Sep
6The carry trade and intervention risk
September 6, 2007 | Leave a Comment
While the baseline scenario for strategists at Merrill Lynch is one of no central bank intervention (60%), they see significant risk of intervention if extreme moves are seen in the carry trade in either direction - assigning a 30% probability to central bank action on a rapid unwind of the carry trade, and a 10% chance to intervention following a recovery of the carry trade to previous highs:
Our forecasts assume a gradual unwind of carry trades and protracted, but modest, JPY strength. This is unlikely to be environment where authorities deem intervention to be appropriate. However, there are two situations that could worry policymakers and justify a response.
Carry resumes
If carry trades recovery to their previous highs, intervention could take a number of forms. Authorities in Japan, Australia, New Zealand, Europe and Switzerland could attempt unilateral (either verbal or direct) intervention, with success dependent on whether monetary policy is aligned with FX policy. The ultimate end game for carry trades would be brought about by coordinated action.
Carry unwinds aggressively
In the event of a rapid carry trade unwind, Japan, Australia and New Zealand could attempt smoothing operations to slow the move, though probably not designed to generate a reversal. Coordinated action between these policymakers and possibly the US and Euro area are less likely, but possible, if carry unwind is viewed as being destabilizing to other asset markets.

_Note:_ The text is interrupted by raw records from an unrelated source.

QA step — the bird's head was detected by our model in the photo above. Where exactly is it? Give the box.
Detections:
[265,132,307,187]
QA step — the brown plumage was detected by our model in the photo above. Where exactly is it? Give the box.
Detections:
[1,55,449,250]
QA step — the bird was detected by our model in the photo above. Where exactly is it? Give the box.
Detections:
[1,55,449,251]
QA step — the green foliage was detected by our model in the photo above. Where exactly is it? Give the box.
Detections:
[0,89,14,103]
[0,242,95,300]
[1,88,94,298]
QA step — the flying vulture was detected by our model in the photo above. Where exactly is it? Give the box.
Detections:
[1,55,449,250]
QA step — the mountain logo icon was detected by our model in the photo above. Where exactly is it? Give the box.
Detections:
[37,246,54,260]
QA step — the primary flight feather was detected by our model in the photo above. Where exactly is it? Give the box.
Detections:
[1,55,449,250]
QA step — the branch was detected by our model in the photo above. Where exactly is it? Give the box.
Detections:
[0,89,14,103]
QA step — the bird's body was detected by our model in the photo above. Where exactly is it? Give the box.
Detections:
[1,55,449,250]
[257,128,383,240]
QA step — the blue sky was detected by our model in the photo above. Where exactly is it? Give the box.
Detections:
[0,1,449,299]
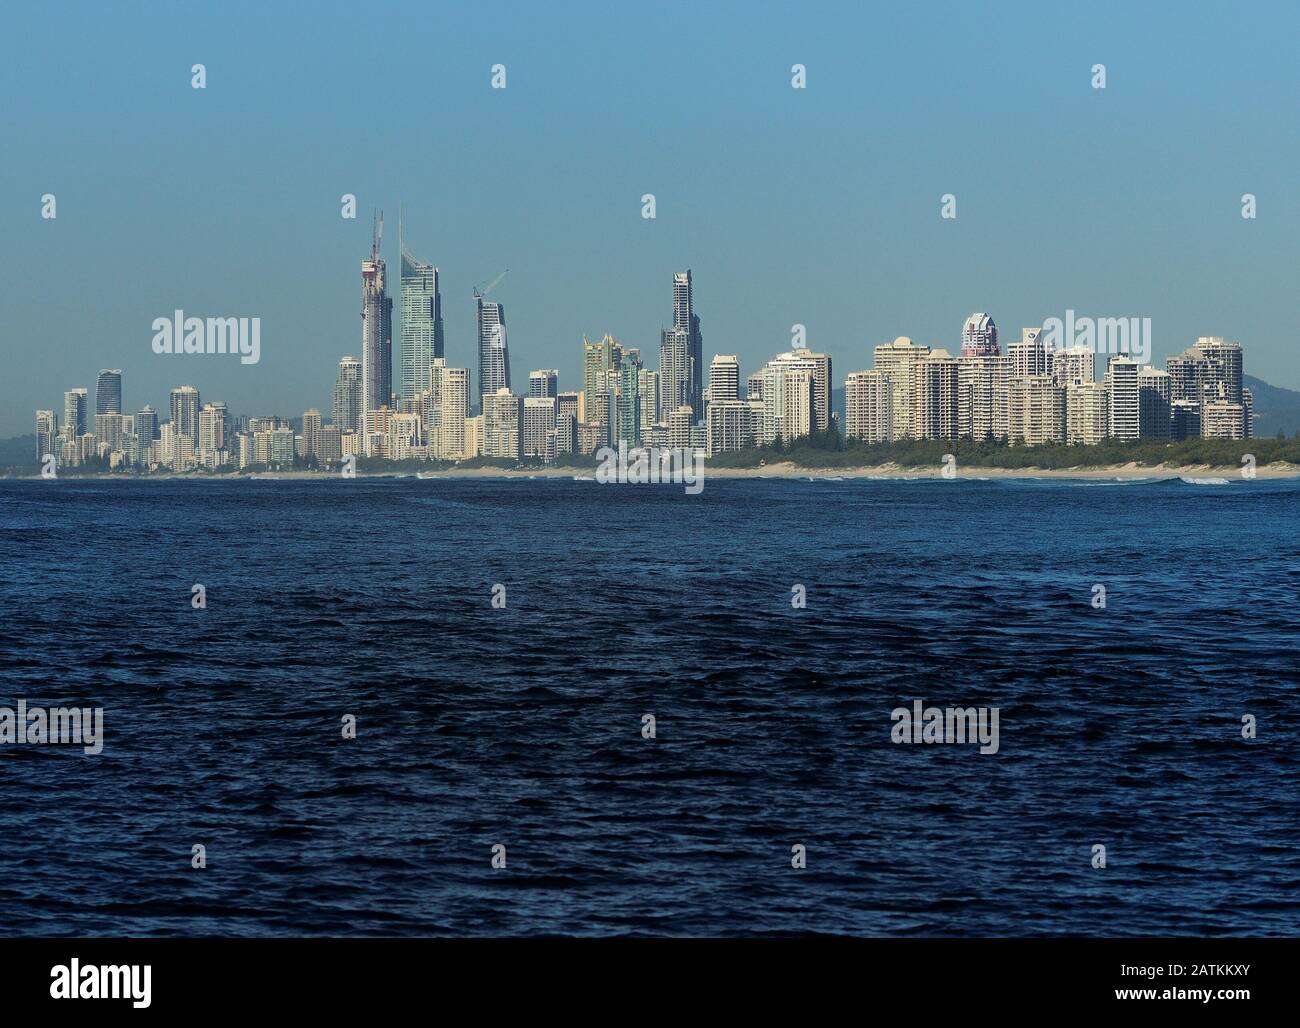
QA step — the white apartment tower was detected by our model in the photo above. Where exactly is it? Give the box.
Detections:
[872,337,931,440]
[845,370,893,443]
[1105,356,1141,441]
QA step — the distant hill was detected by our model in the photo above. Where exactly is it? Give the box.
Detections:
[1244,375,1300,438]
[831,374,1300,438]
[0,434,35,467]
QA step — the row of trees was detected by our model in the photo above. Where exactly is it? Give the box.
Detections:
[708,430,1300,469]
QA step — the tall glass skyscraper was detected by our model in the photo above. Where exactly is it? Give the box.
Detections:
[96,369,122,415]
[361,214,394,451]
[63,388,88,438]
[334,356,363,435]
[672,271,703,417]
[477,298,510,406]
[399,220,443,402]
[615,356,642,446]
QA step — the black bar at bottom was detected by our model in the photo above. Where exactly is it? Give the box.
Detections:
[0,937,1284,1014]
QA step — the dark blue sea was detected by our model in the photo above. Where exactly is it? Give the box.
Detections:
[1,475,1298,937]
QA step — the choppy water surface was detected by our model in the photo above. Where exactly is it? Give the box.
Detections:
[1,476,1297,936]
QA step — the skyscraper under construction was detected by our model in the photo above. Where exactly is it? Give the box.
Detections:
[361,212,394,452]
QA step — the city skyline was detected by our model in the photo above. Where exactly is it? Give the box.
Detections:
[27,229,1263,471]
[5,3,1300,438]
[18,209,1270,465]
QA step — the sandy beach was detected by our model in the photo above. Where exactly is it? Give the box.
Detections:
[17,460,1297,482]
[699,460,1300,481]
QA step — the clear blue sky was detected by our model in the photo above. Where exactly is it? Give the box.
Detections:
[3,0,1298,435]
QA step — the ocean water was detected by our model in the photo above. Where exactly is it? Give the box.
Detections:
[0,475,1297,937]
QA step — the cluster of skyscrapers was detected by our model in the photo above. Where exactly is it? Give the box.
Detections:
[332,224,725,464]
[33,240,1256,472]
[36,370,299,471]
[843,316,1253,448]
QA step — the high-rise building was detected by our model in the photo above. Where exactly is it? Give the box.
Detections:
[477,298,510,404]
[63,388,88,439]
[301,409,323,459]
[792,349,832,432]
[1105,356,1140,440]
[706,399,759,455]
[1203,398,1246,439]
[659,327,690,417]
[1050,347,1094,388]
[845,370,893,443]
[1191,337,1243,404]
[960,313,999,358]
[482,388,522,460]
[637,370,660,435]
[464,414,484,459]
[96,370,122,415]
[554,410,578,455]
[523,396,558,457]
[93,413,123,454]
[170,386,200,445]
[708,355,741,406]
[1137,367,1171,440]
[762,350,831,434]
[529,369,559,399]
[361,214,394,452]
[365,405,395,457]
[668,404,696,449]
[1065,381,1108,445]
[912,350,961,440]
[1166,336,1245,437]
[1166,352,1203,404]
[398,221,444,403]
[388,412,421,459]
[426,359,471,460]
[334,356,363,435]
[317,425,342,464]
[135,405,159,443]
[1009,327,1050,379]
[1171,400,1201,440]
[756,358,814,446]
[269,427,296,466]
[1008,375,1065,445]
[958,355,1011,440]
[198,404,226,455]
[583,335,629,439]
[35,411,58,460]
[557,391,580,426]
[873,337,931,440]
[614,357,642,446]
[672,270,703,417]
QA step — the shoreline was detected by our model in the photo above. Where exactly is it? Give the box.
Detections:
[5,461,1297,482]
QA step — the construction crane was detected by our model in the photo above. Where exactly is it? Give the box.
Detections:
[472,269,508,300]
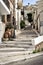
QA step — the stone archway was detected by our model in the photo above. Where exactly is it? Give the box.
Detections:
[39,12,43,35]
[37,10,43,34]
[27,13,33,23]
[27,13,34,29]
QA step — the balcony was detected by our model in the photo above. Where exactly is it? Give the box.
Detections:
[0,0,10,15]
[3,0,10,9]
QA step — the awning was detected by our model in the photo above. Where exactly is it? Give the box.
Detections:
[0,0,10,15]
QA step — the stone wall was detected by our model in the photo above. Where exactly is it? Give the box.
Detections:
[35,42,43,51]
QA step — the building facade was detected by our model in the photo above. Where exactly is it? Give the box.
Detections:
[0,0,15,41]
[36,0,43,35]
[0,0,10,42]
[0,0,23,41]
[23,4,37,28]
[14,0,23,30]
[2,0,13,24]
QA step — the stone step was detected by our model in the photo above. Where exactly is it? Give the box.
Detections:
[14,40,32,42]
[3,41,32,45]
[0,49,34,58]
[0,48,26,52]
[3,39,32,43]
[0,43,33,48]
[20,34,37,36]
[0,46,35,52]
[4,39,32,41]
[16,33,37,38]
[0,47,35,57]
[1,39,33,49]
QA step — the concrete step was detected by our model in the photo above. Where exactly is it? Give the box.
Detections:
[3,41,32,45]
[14,39,32,42]
[0,36,34,54]
[0,47,34,57]
[4,39,32,41]
[0,46,35,52]
[2,39,32,48]
[0,48,26,52]
[3,39,32,44]
[0,39,33,49]
[17,35,38,39]
[0,43,33,48]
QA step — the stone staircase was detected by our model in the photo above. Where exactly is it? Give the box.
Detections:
[0,39,34,52]
[0,29,38,54]
[0,29,38,64]
[0,37,35,58]
[0,39,34,63]
[0,38,35,64]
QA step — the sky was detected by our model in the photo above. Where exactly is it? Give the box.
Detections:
[23,0,37,5]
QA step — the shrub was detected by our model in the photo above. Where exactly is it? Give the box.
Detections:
[36,49,40,53]
[32,50,36,53]
[33,49,40,54]
[41,48,43,51]
[20,20,25,29]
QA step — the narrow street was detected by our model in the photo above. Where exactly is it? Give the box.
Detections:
[5,55,43,65]
[17,26,38,39]
[0,0,43,65]
[0,26,38,65]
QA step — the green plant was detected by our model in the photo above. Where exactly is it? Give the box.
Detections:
[36,49,40,53]
[41,48,43,51]
[33,49,40,54]
[32,50,36,53]
[20,20,25,29]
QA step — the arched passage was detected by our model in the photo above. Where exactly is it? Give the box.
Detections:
[27,13,33,23]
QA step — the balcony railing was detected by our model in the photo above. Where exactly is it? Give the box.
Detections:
[3,0,10,9]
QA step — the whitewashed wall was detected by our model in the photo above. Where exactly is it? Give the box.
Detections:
[0,16,5,43]
[32,36,43,46]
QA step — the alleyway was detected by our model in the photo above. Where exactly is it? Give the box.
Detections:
[0,0,43,65]
[17,26,38,39]
[0,21,39,65]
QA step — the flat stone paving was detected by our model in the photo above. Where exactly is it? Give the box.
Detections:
[17,29,38,39]
[0,26,39,65]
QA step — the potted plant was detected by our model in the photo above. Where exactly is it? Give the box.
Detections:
[20,20,25,29]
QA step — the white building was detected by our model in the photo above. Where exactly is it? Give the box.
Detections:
[14,0,23,30]
[36,0,43,35]
[24,5,37,27]
[0,0,10,43]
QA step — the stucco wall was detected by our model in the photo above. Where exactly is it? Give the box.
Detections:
[35,42,43,51]
[0,17,5,42]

Any move below USD-JPY 110 is likely to elicit a response from the Japanese, regardless if it is a quick move that occurs over a few weeks or a slow grind that occurs before November. Although previously content with some JPY strength, volatile moves or significant strength beyond exporters budget rate would be viewed as harmful to the economic recovery. Below 110 could generate the initial response with intervention operations becoming increasingly aggressive toward 106. These would be smoothing operations designed to alleviate downward pressure on USD-JPY, not to generate an outright reversal.